I'll presume that your response is not the actual troll, A.C., and give you the unearned dignity of a response. A man in a tin can is just another trip into orbit, fine, I can accept that, despite the dozens of scientific experiments that have piggybacked on just about every manned mission beyond the stratosphere. But the effort required to put a man or a group of people permanently on the Moon or Mars would require technology and research that does not yet exist, and there are potential alternative uses for that research that might not have ever been funded otherwise. Suppose there never was a space program; here are some of the things that may not have ever been seen in our lifetime:
remote sensing
GPS systems
satellite television
freeze-dried foods
The cordless drill
WD-40(water disbursement fromula 40)
KEVLAR
LEXAN (high impact plastic)
HEPA filtering
MEMORY FOAM that is used in making bed mattresses, etc.
SMOKE DETECTOR
And the list goes on. Not to mention incredible improvements in weather forecasting, long distance communications, astronomy, earth sciences, and computing that were accelerated by financing the space program. For what it's worth I'd have to agree with some space program detractors that the program was NOT a complete success because we picked up some moon rocks and never went back. The ability to successfully and permanently settle regions beyond our planet would open many doors for human society. In the process of forcing ourselves to learn how to live sustainably with very limited resources we would also learn ways to improve how we can live sustainably on earth. There is potential to harvest rare minerals and potentially sources of energy from asteroids and other bodies. And while it may be fascinating to see what the Mars rovers can do, there is so much more that just one human can do on his own in the flesh.
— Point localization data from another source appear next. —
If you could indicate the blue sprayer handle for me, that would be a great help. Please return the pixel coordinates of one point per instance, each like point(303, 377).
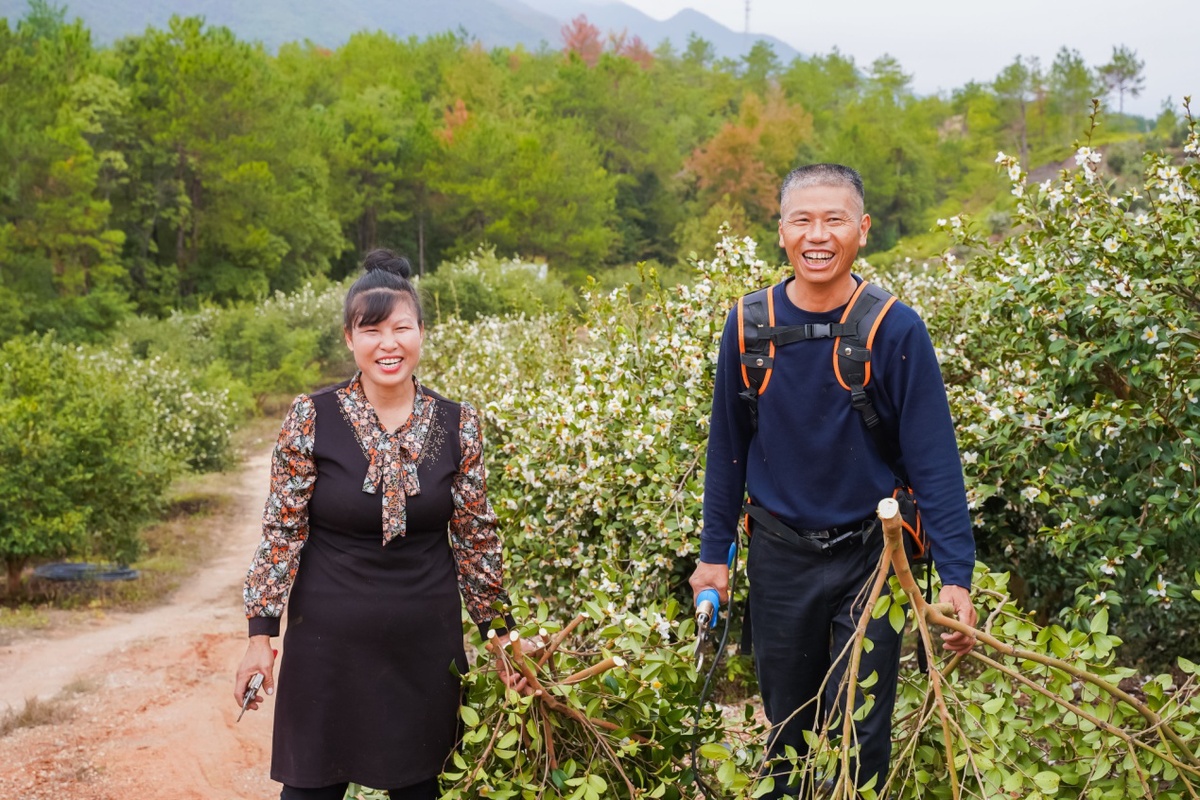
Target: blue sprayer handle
point(711, 596)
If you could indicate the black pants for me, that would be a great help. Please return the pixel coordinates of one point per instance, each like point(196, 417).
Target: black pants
point(424, 791)
point(804, 608)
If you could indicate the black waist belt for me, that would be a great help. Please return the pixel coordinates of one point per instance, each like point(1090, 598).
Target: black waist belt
point(819, 541)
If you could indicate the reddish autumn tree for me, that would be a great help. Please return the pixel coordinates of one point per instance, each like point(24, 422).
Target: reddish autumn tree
point(583, 38)
point(634, 49)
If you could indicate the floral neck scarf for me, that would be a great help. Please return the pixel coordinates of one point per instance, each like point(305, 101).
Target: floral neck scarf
point(391, 457)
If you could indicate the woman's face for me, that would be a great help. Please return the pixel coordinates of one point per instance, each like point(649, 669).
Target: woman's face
point(389, 350)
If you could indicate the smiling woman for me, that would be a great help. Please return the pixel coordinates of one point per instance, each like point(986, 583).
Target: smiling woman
point(379, 483)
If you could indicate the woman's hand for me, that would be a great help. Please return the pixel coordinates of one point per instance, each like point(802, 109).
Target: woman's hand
point(259, 659)
point(507, 653)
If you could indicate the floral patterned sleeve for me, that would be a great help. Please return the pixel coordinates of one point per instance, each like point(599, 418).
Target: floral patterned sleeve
point(473, 536)
point(285, 519)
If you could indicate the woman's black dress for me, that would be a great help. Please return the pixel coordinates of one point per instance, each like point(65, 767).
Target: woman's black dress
point(367, 687)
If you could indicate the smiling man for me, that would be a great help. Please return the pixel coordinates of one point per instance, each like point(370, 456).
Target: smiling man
point(815, 474)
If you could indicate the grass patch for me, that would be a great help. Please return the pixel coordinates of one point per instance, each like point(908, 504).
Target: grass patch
point(36, 713)
point(23, 618)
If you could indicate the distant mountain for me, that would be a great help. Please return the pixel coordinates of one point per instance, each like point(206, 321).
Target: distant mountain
point(618, 17)
point(330, 23)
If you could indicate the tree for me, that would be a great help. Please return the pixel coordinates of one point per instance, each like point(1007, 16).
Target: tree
point(527, 186)
point(58, 242)
point(582, 40)
point(1018, 86)
point(760, 67)
point(1122, 74)
point(227, 197)
point(748, 158)
point(1072, 86)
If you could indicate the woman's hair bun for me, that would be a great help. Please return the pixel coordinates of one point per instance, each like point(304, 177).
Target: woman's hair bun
point(387, 262)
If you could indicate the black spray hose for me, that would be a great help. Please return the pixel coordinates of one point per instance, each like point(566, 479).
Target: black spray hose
point(707, 791)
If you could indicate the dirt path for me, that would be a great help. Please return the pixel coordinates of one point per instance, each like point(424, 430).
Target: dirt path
point(148, 696)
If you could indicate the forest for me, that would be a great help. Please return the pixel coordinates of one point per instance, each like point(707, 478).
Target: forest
point(184, 167)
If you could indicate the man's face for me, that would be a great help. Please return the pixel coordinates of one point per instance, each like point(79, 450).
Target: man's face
point(821, 228)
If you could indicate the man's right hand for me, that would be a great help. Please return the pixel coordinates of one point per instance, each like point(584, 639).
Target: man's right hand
point(711, 576)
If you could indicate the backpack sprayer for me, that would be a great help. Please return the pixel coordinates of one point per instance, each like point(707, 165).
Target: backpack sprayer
point(708, 611)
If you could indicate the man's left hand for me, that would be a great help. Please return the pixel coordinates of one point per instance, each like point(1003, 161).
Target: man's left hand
point(965, 612)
Steroids have been around for a long time and comparatively speaking there is just less of a chance that research into ways to help one athlete recover from the damage caused by his performance enhancing drugs is going to spill over into other fields of medicine. Not to say that some research could be beneficial, but we're talking about a "broken-window" effect. If you don't understand, just look up the broken window theory of economics in Wikipedia for an explanation.
If someone wants to juice up or use other substances to make themselves bigger, stronger or faster, go for it. Hell, open up the Olympics to them. Steroids and HGH have severe hormonal effects and can kill the thyroid. The fast increase in muscle mass does irreversible long-term damage to the ligaments and tendons; it also damages the heart. The kidneys get shot from all the supplements which are filtered through them, as is the liver. Finally, if you jack up the metabolism too high, it's like running a car at high speed too long. It's gonna wear out faster.
Which is fine by me! True evolution is not the strongest surviving, but those who stay under the radar, have genetic diversity, and pass that diversity on. Hard to do that with testicles fried into non-existence or ovaries shot from "enhancement."
I want a piece of the bookmaking operations, betting on which of these "enhanced" athletes will die during competition.
This will be FAR better than professional rasslin'!